Example No. 2.Example No. 2. A CRT or monitor for a personal computer uses a 120 volt AC power supply to convert the incoming voltage to specific DC voltages required to run the monitor, these voltages include 5 VDC for logic circuits and high voltage DC to operate the cathode ray tube (CRT). If the incoming voltage drops to 108 volts (-10%), the power supply is designed to draw more current or amps to maintain the proper internal voltages needed to operate the monitor. As a result of the higher current draw, the power supply runs hotter and internal components are stressed more. Although the operator of the monitor does not notice a problem, the long term effect of running on low voltage is reduced reliability and increased failures of the monitor. If the power drops below the operating range of the power supply, the monitor will shut down. If the voltage goes above 132 volts AC (+10%), the power supply will not be able to regulate the internal voltages and internal components will be damaged from high voltage; therefore, we conclude that the power quality requirements for the PC monitor are much higher than for a light bulb. Both high and low voltage can cause premature failures. The economic issues are much greater for the PC monitor in both replacement cost and utilization purposes.

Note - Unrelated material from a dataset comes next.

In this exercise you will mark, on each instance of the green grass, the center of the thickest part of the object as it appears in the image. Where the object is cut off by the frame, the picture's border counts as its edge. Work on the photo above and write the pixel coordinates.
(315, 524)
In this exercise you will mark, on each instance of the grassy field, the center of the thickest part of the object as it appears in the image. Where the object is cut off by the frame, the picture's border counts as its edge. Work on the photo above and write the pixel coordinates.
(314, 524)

The above examples can be applied to any electrical or electronic systems.   It is the task of the power quality consultant to determine if the power, grounding, and infrastructure of a facility is inadequate to operate the technological equipment.   Once this assessment is made steps can be taken to remediate the problems.  To use the physician example, the diagnosis has to be made before the medicine is prescribed.   Many clients are buying power quality medicine without a proper diagnosis.   This is both costly and many times ineffective.


Power Quality Events

Power quality problems have many names and descriptions. Surges, spikes, transients, blackouts, noise, are some common descriptions given, but what do they mean? This section delves into defining power quality issues and terminology.

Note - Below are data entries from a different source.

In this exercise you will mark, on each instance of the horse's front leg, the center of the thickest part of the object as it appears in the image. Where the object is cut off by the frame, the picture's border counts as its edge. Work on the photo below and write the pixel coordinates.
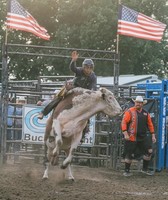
(69, 152)
(58, 137)
(70, 175)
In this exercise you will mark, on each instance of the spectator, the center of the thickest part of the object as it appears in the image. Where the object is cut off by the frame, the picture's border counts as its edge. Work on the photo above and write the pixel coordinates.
(135, 124)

Power quality issues can be divided into short duration, long duration, and continuous categories.  The computer industry has developed a qualification standard to categorize power quality events.  The most common standard is the CBEMA curve (Computer Business Equipment Manufacturing Association).  Other standards include ANSI and ITIC.   Figure 1 is an example of the CBEMA curve for site. The various power quality events are plotted on the curve based on time and magnitude.   Any event outside the curve would be a suspect power problem.







Figure 1


Figure 2 is a table of the power quality data divided into time categories.








Figure 2

By qualifying the events, we can determine what type of power protection equipment is required to protect the technology.

See Glossary for descriptions of power terms.

What can cause power quality problems?

We have found that the majority of power quality problems are related to issues within a facility as opposed to the utility.  Based on over 20 years of field experience, we have found that 90% of power quality problems are caused within the site.  Typical problems include grounding and bonding problems, code violations and internally generated power disturbances.

Other internal issues include powering different equipment from the same power source.  Lets take an example of a laser printer and a personal computer.  Most of us would not think twice about plugging the laser printer into the same power strip that runs the PC.  We are more concerned about the software and communication compatibility than the power capability; however, some laser printers can generate neutral-ground voltage swells and line-neutral voltage sags every minute or so.  The long term effect to the PC may be power supply failure.  We have to be careful in how technology is installed and wired.